What is a short combo?
A short combo sells 1 OTM call and buys 1 OTM put at different strikes. The short call premium funds the long put cost — net entry is near zero or a credit. If the stock falls below the long put strike, the put gains value. If the stock rises above the short call strike, the short call creates increasing losses. The position is bearish-directional with a flat zone between the two OTM strikes.

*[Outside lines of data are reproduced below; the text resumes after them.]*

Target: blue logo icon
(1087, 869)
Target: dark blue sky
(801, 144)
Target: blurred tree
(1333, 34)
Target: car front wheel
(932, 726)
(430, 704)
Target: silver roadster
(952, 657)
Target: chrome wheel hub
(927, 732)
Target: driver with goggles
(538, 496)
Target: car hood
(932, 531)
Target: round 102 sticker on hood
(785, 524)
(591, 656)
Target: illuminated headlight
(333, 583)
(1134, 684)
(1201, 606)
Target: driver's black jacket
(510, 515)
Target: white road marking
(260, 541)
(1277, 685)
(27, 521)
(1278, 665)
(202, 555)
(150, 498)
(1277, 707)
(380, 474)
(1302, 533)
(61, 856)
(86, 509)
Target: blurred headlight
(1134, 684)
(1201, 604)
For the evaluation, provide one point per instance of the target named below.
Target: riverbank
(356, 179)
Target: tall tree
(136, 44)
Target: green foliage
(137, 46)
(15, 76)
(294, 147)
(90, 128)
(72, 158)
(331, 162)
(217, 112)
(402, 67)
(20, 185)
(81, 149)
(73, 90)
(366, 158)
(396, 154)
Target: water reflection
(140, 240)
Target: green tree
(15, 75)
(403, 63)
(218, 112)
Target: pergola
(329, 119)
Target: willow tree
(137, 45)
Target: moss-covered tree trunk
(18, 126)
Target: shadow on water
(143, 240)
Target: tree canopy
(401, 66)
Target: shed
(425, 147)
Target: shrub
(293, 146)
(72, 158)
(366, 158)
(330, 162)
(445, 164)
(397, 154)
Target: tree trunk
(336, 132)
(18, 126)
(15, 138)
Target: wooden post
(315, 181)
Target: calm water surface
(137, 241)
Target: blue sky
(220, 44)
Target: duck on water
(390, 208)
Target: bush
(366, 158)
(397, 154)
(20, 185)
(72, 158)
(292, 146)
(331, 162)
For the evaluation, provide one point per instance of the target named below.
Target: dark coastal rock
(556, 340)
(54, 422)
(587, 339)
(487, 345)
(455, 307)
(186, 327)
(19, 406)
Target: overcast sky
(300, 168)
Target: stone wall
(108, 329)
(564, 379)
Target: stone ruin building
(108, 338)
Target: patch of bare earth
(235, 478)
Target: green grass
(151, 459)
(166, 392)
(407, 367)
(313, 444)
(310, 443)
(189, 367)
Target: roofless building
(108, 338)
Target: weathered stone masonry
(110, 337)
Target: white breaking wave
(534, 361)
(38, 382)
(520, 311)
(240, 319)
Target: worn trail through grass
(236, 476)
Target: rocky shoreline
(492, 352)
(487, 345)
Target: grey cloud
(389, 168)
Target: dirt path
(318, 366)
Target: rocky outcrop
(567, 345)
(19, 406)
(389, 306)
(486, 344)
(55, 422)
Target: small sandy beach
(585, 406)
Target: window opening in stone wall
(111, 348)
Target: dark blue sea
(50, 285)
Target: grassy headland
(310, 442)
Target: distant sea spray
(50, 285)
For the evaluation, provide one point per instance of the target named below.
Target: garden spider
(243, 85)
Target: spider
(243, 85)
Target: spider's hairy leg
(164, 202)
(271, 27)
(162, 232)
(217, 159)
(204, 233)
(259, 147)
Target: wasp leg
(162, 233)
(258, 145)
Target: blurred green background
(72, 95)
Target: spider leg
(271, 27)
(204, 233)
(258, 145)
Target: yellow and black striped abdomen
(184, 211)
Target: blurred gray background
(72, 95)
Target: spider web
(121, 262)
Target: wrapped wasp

Short combo vs short synthetic future
A short synthetic future uses ATM strikes — immediate delta, closely replicates short stock. A short combo uses OTM strikes — a neutral buffer zone in the middle. The short combo is used when you want to express a bearish view only if the stock makes a meaningful move down, without immediate delta exposure to small fluctuations. It is a capital-efficient bearish options structure.
Risk management
The short call has theoretically unlimited upside risk — if the stock rallies sharply, losses escalate. Set a hard stop or buy back the short call if the stock approaches the strike. Converting to a bear call spread (buying a higher-strike call) caps the risk. The long put has defined profit potential — it gains value linearly as the stock falls below the put strike.
When to use a short combo
Short combos are used for bearish views at minimal cost — ideal when you expect a meaningful decline but want to fund the long put purchase by selling an OTM call. High call skew markets (where calls are richly priced) are the most favorable environment. In most equity markets, put skew is higher than call skew, which can make short combos slightly more expensive than long combos.